How Artistic Perfection Can Hold You Back

Yesterday, I was randomly thinking about a mass email I had to send at my last 9-5 job. I was on the finance team at an IT company and we were rolling out big changes to our billing system. I wrote an email to inform our clients about the changes–and I proofed the sh*t out of that email. I read it at least 30 times–and then I made my boss read it, and then I read it again.

If you know me at all, you are fully aware I am a worrier. I evaluate every single detail I can about a situation until I am too exhausted to take any sort of action. As I hovered over the send button on this email, my over-analysis paralysis was overwhelming. 

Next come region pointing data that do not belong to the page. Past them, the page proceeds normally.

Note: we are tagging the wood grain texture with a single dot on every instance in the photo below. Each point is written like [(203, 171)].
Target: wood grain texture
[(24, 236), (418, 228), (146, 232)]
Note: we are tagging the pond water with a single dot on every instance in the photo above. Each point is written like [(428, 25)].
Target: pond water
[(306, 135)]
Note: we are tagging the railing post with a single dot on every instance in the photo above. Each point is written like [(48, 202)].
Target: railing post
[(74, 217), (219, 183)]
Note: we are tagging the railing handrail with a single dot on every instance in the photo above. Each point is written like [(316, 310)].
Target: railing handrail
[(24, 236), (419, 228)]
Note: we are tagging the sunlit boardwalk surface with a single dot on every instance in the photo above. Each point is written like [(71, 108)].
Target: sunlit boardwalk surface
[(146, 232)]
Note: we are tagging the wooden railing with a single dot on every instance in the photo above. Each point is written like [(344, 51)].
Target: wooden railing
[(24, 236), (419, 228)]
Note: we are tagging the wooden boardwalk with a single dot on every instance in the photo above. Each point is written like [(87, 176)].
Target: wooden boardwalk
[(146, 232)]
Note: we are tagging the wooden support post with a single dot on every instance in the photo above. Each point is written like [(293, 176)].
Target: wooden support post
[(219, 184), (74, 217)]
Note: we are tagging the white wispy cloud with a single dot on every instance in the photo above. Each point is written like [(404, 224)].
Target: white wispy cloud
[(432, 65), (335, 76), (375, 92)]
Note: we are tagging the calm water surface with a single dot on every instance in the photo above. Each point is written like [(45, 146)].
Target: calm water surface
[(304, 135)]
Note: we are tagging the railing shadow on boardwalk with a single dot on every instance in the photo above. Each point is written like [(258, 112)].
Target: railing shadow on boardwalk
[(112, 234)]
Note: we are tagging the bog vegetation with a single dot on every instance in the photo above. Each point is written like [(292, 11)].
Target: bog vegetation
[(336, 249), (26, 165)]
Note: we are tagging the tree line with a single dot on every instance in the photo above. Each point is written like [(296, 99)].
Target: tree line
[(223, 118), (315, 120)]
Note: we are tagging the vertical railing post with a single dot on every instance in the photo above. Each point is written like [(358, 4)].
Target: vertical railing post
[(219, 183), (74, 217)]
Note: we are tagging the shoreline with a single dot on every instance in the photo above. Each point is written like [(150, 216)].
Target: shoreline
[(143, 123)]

What if there is a typo? Did I screw something up? Is this change going to upset people? Should I word this differently? Is it clear enough? How is this going to bite me in the ass?

All those thoughts, worries, and nervous sweats and so little action. 

This situation is ridiculous. It was a single email with a limited audience–and I was laughing at myself when I remembered how anxious it made me. Right now, you might be wondering how this has anything to do with artistic perfection. Let me tell you, all of the anxious tendencies I had in an office setting transferred perfectly into my art business.

What does mental paralysis by perfection look like as an artist?

You should want to do your best when you work on your passion. It’s reasonable to worry about the quality of what you produce, but there are times when those worries will hold you back. Many many times.

Here are some examples of how how you can be held back:

  • Not moving onto the next work of art because you’re stuck on your current project.
  • Not posting on social media, because you don’t have the right caption, photo, or hashtags.
  • Not updating your following on events, sales, or new art.
  • Not applying for an event, because you don’t think your work is good enough yet.
  • Not connecting with other creators, because you don’t think you’re on their level.
  • Not promoting yourself.
  • Not making business cards.
  • Not pricing your work.
  • Not launching an online store or website.
  • Not accepting compliments.

My inaction often comes from my fear of not doing things the right way. The “perfect” way.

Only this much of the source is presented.